Extract `patches` from `images` and put them in the "depth" output dimension.

Constants

String OP_NAME The name of this op, as known by TensorFlow core engine

Public Methods

Output <T>
asOutput ()
Returns the symbolic handle of the tensor.
static <T extends TType > ExtractImagePatches <T>
create ( Scope scope, Operand <T> images, List<Long> ksizes, List<Long> strides, List<Long> rates, String padding)
Factory method to create a class wrapping a new ExtractImagePatches operation.
Output <T>
patches ()
4-D Tensor with shape `[batch, out_rows, out_cols, ksize_rows * ksize_cols * depth]` containing image patches with size `ksize_rows x ksize_cols x depth` vectorized in the "depth" dimension.

Inherited Methods

Constants

public static final String OP_NAME

The name of this op, as known by TensorFlow core engine

Constant Value: "ExtractImagePatches"

Public Methods

public Output <T> asOutput ()

Returns the symbolic handle of the tensor.

Inputs to TensorFlow operations are outputs of another TensorFlow operation. This method is used to obtain a symbolic handle that represents the computation of the input.

public static ExtractImagePatches <T> create ( Scope scope, Operand <T> images, List<Long> ksizes, List<Long> strides, List<Long> rates, String padding)

Factory method to create a class wrapping a new ExtractImagePatches operation.

Parameters
scope current scope
images 4-D Tensor with shape `[batch, in_rows, in_cols, depth]`.
ksizes The size of the sliding window for each dimension of `images`.
strides How far the centers of two consecutive patches are in the images.

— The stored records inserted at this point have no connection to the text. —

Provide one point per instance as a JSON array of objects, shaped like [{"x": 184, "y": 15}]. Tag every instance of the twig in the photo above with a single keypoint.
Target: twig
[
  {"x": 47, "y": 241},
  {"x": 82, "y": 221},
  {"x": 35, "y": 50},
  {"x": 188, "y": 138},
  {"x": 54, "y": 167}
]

Must be: `[1, stride_rows, stride_cols, 1]`.
rates Must be: `[1, rate_rows, rate_cols, 1]`. This is the input stride, specifying how far two consecutive patch samples are in the input. Equivalent to extracting patches with `patch_sizes_eff = patch_sizes + (patch_sizes - 1) * (rates - 1)`, followed by subsampling them spatially by a factor of `rates`. This is equivalent to `rate` in dilated (a.k.a. Atrous) convolutions.
padding The type of padding algorithm to use.
Returns
  • a new instance of ExtractImagePatches

public Output <T> patches ()

4-D Tensor with shape `[batch, out_rows, out_cols, ksize_rows * ksize_cols * depth]` containing image patches with size `ksize_rows x ksize_cols x depth` vectorized in the "depth" dimension. Note `out_rows` and `out_cols` are the dimensions of the output patches.